L'Express (France)

Bruxelles au pays des start-up

- Frédéric Filloux Frédéric Filloux est éditeur de la « Monday Note ».

C’est à se demander si les bureaucrat­es de la Commission européenne comprennen­t quelque chose à l’écosystème des start-up. Témoin, la volonté de Bruxelles de protéger les jeunes sociétés contre les acquisitio­ns dites « prédatrice­s », qui risque de décourager un peu plus le financemen­t de l’innovation dont l’Europe a pourtant bien besoin.

La killer acquisitio­n consiste à racheter une pépite pour en capturer l’innovation, parfois avant toute commercial­isation. La Commission veut donc avoir un droit de regard sur les entreprise­s convoitées, même si elles ne font aucun chiffre, afin de pouvoir s’y opposer. Cette idée, bien que noble, méconnaît plusieurs aspects du système.

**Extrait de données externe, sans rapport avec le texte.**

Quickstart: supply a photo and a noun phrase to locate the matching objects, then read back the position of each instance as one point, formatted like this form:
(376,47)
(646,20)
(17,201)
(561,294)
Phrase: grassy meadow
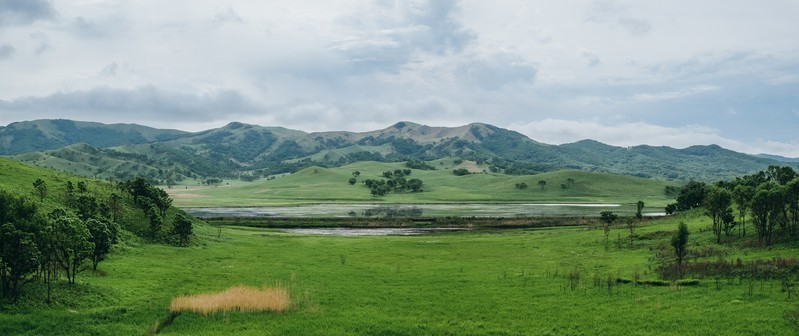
(513,282)
(329,185)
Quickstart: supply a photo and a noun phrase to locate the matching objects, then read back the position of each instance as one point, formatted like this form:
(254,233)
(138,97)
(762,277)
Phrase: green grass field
(329,185)
(512,282)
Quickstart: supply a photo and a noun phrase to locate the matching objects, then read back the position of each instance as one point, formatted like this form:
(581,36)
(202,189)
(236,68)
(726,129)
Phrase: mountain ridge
(251,151)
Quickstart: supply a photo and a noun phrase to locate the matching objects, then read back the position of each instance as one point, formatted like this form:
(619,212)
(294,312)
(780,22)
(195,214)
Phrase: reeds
(238,298)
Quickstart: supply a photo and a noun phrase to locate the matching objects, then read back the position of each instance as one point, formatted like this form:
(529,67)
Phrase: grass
(329,185)
(234,299)
(505,282)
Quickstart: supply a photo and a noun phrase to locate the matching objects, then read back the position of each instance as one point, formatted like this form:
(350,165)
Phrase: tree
(639,208)
(691,196)
(183,228)
(679,241)
(671,208)
(115,205)
(792,200)
(82,187)
(41,189)
(86,207)
(717,202)
(607,217)
(19,255)
(101,236)
(767,208)
(72,243)
(631,225)
(415,185)
(460,171)
(742,195)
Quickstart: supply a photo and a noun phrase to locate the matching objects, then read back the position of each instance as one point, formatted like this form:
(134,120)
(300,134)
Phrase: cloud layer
(622,72)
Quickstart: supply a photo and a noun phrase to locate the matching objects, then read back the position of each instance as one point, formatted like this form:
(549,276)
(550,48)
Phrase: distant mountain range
(248,151)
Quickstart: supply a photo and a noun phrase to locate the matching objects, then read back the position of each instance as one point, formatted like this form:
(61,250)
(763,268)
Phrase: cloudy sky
(673,73)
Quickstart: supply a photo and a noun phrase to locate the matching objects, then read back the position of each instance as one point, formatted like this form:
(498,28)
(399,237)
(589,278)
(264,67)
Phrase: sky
(664,73)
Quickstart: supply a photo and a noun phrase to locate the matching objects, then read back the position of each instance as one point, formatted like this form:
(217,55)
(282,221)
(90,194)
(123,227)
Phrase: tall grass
(237,298)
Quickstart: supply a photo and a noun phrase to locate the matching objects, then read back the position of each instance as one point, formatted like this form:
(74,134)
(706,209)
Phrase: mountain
(778,158)
(29,136)
(251,151)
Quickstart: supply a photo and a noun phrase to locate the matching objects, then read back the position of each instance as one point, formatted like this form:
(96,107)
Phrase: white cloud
(358,64)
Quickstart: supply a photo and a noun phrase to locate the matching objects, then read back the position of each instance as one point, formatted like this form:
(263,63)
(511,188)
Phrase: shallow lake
(372,231)
(417,210)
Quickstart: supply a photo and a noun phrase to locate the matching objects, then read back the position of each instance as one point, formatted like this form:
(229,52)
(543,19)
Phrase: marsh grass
(238,298)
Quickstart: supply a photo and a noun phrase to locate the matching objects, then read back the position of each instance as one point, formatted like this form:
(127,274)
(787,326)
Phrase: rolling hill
(245,151)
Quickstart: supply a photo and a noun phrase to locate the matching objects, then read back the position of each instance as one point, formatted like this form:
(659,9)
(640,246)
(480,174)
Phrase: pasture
(551,281)
(330,185)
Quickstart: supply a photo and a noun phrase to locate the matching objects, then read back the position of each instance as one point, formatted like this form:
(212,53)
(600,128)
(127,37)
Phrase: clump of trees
(769,199)
(460,171)
(74,236)
(418,164)
(395,181)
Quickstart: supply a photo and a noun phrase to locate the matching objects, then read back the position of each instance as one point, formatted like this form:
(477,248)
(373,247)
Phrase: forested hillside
(54,226)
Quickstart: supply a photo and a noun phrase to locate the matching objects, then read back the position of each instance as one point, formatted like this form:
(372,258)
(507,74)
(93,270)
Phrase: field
(329,185)
(512,282)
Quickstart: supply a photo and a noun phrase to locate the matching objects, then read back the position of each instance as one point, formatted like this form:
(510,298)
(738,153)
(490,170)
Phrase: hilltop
(249,152)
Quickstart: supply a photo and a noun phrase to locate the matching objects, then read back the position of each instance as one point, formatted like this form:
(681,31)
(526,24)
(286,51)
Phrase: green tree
(19,257)
(742,195)
(607,217)
(72,243)
(86,207)
(691,196)
(717,202)
(767,208)
(415,185)
(679,241)
(101,238)
(19,254)
(41,189)
(182,227)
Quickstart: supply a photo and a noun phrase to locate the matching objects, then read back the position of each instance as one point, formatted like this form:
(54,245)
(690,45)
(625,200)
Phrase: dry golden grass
(238,298)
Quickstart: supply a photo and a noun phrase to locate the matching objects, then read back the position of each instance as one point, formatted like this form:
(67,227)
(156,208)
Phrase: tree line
(768,199)
(396,181)
(41,242)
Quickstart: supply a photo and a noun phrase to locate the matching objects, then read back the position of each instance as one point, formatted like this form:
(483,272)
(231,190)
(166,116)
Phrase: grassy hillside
(513,282)
(126,151)
(320,185)
(28,136)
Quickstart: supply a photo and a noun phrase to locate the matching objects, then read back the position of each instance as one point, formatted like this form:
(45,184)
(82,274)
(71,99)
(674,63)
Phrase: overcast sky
(673,73)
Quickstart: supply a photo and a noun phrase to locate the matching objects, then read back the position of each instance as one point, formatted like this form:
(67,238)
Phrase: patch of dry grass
(238,298)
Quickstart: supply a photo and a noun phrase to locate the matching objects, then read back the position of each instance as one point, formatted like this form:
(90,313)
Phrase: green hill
(251,151)
(322,185)
(29,136)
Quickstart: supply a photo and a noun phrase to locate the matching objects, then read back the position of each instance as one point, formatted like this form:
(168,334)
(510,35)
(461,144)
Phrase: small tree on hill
(101,236)
(183,228)
(41,189)
(679,241)
(607,218)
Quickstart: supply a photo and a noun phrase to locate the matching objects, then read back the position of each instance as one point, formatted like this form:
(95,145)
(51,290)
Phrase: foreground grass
(511,282)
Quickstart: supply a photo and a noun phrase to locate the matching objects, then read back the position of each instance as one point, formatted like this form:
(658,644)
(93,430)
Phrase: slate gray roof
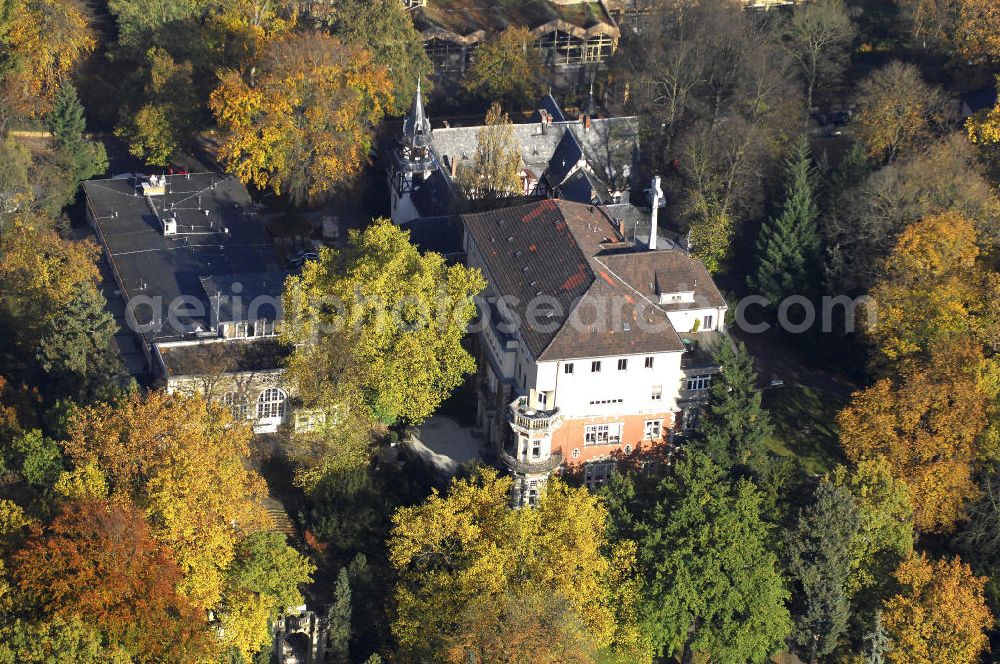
(244,296)
(556,262)
(217,357)
(442,235)
(607,147)
(217,235)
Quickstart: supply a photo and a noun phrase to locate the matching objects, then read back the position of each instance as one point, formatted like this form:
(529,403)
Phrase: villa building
(592,347)
(587,159)
(201,287)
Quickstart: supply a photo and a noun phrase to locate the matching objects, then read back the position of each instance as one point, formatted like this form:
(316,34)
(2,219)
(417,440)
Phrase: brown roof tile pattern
(577,288)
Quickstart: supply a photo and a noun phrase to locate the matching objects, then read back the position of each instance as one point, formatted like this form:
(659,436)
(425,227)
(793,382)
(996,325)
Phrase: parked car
(301,258)
(841,118)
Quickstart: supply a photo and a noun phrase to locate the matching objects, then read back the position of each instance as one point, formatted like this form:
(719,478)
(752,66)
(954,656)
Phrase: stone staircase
(282,523)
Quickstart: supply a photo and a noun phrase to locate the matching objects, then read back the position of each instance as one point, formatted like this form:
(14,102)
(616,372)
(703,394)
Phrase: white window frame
(697,383)
(603,434)
(691,418)
(237,405)
(271,405)
(596,473)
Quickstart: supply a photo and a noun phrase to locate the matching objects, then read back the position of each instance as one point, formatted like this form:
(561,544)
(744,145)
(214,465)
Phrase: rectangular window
(602,434)
(690,418)
(604,402)
(699,382)
(597,473)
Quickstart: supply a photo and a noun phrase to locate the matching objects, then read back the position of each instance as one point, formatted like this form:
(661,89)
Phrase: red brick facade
(571,434)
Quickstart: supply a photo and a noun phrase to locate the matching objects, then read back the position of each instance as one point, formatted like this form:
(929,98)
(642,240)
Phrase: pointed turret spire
(590,107)
(416,123)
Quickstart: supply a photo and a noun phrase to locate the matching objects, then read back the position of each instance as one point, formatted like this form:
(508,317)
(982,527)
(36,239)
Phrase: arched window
(237,405)
(271,404)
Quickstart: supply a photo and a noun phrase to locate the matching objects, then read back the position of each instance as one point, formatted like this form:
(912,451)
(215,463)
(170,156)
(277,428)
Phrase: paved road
(777,359)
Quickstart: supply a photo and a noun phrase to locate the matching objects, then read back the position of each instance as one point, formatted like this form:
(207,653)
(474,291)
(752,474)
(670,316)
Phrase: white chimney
(657,195)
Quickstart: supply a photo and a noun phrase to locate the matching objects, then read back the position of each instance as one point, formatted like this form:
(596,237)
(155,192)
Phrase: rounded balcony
(531,420)
(530,467)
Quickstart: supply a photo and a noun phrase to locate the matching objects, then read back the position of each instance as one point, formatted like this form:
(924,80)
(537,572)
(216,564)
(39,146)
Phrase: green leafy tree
(461,557)
(735,426)
(265,564)
(377,329)
(165,118)
(492,179)
(140,20)
(37,457)
(54,640)
(339,620)
(506,67)
(712,586)
(818,548)
(788,246)
(385,28)
(876,642)
(15,189)
(261,583)
(76,350)
(76,157)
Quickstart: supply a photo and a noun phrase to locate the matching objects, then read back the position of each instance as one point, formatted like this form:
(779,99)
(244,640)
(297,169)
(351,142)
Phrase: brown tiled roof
(569,260)
(468,21)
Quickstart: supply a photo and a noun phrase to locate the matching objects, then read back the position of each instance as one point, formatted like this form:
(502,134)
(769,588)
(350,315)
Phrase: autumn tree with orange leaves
(933,287)
(181,461)
(926,424)
(44,41)
(940,616)
(303,125)
(99,562)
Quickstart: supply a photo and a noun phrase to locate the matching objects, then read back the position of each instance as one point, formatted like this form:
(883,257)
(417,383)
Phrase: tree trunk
(688,655)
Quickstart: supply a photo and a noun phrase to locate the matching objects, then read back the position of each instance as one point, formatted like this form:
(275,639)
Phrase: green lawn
(804,426)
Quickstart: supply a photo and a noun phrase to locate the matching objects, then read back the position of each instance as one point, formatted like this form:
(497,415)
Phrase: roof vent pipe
(657,195)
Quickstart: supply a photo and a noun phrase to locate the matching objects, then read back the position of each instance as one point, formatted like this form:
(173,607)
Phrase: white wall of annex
(634,385)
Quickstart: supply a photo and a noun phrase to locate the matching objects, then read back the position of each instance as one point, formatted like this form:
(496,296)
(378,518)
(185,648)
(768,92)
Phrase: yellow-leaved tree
(984,127)
(246,27)
(44,41)
(480,581)
(302,123)
(181,461)
(377,331)
(932,287)
(940,616)
(926,425)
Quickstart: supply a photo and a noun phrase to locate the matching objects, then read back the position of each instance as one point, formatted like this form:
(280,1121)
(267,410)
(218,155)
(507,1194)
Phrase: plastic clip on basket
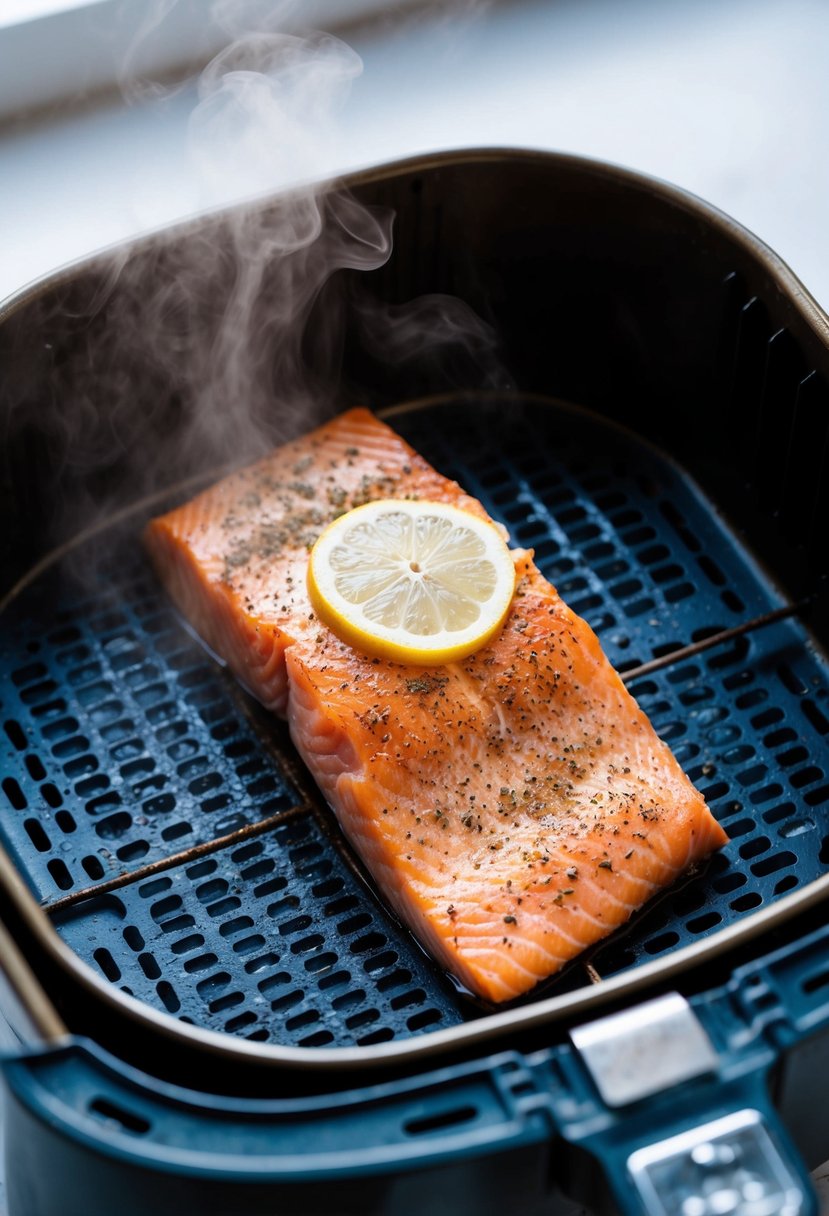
(670,1108)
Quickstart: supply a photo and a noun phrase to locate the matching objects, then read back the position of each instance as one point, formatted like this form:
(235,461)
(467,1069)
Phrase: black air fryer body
(212,1009)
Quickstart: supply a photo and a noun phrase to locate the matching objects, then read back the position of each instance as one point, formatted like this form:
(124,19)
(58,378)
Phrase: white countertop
(726,97)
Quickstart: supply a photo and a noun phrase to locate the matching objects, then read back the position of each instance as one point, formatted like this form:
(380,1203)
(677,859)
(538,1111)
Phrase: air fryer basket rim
(580,1005)
(785,279)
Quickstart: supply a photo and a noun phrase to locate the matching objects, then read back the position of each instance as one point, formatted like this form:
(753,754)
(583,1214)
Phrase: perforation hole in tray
(124,742)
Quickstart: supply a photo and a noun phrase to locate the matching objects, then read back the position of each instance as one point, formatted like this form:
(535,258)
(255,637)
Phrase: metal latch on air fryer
(642,1051)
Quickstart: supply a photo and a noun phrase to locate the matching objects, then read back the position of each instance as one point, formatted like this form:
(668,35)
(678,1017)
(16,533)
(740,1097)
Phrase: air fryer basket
(659,435)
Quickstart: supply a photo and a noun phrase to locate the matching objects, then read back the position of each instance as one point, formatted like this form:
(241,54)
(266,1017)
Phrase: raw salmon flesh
(513,808)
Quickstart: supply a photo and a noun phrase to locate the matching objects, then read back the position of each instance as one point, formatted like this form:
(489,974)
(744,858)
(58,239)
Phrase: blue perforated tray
(125,742)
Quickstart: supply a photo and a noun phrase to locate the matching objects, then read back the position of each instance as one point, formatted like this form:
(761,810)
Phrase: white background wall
(726,97)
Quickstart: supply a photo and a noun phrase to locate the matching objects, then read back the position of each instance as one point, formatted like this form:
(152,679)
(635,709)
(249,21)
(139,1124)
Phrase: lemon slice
(413,581)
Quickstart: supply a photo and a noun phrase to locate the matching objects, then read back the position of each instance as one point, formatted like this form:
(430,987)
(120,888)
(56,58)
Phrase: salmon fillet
(513,808)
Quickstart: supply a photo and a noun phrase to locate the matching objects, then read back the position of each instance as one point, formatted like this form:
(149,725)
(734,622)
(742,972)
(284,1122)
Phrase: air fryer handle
(678,1129)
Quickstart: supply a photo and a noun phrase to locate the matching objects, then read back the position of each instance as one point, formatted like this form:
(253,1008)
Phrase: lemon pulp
(410,580)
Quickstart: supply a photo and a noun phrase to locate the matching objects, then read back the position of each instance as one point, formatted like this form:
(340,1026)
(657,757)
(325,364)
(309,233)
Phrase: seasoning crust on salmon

En premier lieu, les innovation­s prédatrice­s ne concernent que 6 % des acquisitio­ns, selon une étude anglo-américaine centrée sur le secteur pharmaceut­ique, qui est bien particulie­r. Le phénomène est donc ultramargi­nal.

Ensuite, dans ce type de transactio­n, la cible est consentant­e. Au contraire d’une OPA boursière hostile, où l’acquéreur va proposer un rachat de titres contre l’avis du management de la firme convoitée, l’acquisitio­n d’une start-up se fait avec l’accord des intéressés, toujours désireux de valoriser leurs stock-options. Et les investisse­urs en capital-risque ont tout à y gagner : leur motivation principale est précisémen­t ce qu’ils appellent la « sortie », avec de préférence un joli multiple par rapport à la mise initiale.

Certaines jeunes pousses se positionne­nt même sciemment sur des technologi­es destinées à intéresser de grands groupes de la tech. Une start-up développan­t un algorithme d’optimisati­on publicitai­re fera logiquemen­t tout pour susciter l’intérêt d’un Criteo ou d’un Google. Une autre spécialisé­e dans l’analyse de ventes cherchera à attirer un acteur du commerce en ligne.

Côté acquéreur, la motivation est souvent liée au facteur temps : gagner six mois en s’offrant une technologi­e ou une équipe d’ingénieurs immédiatem­ent opérationn­els est tentant. Qu’on le juge cupide ou dynamique, le système fonctionne ainsi– aussi mal aisé que ce soit à comprendre pour un fonctionna­ire bruxellois.